I'm glad you picked up on my comments about tacit knowledge bost70. So much of what managers truly know about their work is difficult to externalise, or to pass on to others. The DBA does this very well, by a) helping managers to tease out this knowledge and 'give it a name', which subsequently means they become better at transferring what they know, and b) gives them opportunities to share this knowledge more formally beyond the thesis in books, articles, media appearances, etc.
As a manager of face to face and online German-language DBA programmes, I agree that the potential for professional doctorates is enormous. Unlike in France, the title of 'Doctor' is highly coveted by professionals who are not in academia, and is increasingly easing access to top management positions. However, traditional PhDs at German universities are definitely not suited to managers' needs because they require doctoral students to take full-time positions at their university over a number of years.
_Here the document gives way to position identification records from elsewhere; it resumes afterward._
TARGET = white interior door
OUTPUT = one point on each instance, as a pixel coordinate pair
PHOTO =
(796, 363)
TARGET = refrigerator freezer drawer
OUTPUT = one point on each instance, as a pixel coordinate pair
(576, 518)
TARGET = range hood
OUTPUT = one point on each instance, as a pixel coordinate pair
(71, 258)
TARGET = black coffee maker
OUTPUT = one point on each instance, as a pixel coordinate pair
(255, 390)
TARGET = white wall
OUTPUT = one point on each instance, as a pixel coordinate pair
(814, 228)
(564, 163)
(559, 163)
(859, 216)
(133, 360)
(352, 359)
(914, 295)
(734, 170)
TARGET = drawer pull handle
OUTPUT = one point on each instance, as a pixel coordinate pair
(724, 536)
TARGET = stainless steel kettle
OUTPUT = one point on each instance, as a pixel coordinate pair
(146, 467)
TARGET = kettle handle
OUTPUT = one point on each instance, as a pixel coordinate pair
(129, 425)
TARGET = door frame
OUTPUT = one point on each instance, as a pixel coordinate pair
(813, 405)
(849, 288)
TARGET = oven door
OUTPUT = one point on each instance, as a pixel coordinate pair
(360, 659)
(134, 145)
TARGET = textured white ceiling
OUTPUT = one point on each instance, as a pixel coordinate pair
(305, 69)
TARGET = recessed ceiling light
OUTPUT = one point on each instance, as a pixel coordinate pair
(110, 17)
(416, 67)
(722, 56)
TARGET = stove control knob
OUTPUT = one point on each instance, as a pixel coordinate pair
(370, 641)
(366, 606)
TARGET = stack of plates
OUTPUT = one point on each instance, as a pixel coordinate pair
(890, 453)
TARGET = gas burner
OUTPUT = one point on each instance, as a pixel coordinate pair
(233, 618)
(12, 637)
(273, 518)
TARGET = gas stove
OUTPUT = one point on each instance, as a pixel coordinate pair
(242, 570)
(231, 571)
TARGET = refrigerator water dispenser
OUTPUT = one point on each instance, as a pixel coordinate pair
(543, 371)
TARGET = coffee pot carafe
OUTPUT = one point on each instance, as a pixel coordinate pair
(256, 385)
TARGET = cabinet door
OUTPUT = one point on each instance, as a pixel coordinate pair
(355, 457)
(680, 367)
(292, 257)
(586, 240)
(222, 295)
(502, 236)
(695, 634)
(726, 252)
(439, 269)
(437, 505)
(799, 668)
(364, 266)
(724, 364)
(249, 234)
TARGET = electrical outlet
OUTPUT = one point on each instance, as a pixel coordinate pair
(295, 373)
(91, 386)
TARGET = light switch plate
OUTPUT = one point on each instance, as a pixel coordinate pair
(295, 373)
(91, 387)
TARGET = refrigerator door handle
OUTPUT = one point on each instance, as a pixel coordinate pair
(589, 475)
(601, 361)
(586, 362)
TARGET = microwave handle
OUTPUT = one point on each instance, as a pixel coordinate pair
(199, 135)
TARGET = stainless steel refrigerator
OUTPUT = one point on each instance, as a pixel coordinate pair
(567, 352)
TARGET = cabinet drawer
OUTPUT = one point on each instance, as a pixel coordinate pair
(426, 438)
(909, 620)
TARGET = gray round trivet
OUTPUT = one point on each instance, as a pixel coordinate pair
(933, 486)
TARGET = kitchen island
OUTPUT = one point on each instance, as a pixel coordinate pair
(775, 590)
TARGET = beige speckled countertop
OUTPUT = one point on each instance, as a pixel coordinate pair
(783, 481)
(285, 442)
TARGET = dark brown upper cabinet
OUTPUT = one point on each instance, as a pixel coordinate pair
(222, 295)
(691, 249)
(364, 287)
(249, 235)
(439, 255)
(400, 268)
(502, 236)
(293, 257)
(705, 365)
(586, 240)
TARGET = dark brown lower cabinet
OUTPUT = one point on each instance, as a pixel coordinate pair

For business organisations, there could be huge benefits from professional doctorates, especially since the current business context and its lot of rather difficult questions requires some deep and critical thinking by managers. More specifically, this type of doctoral programme sits nicely with Germany's historical focus on vocational education, although at doctoral level there is still some work to be done in bringing together business and academia.
The DBAs are training courses of excellence for professionals who have held positions with important responsibilities. It allows a hybridization between this experience and the development of scientific capacity which is a source of great potential for society.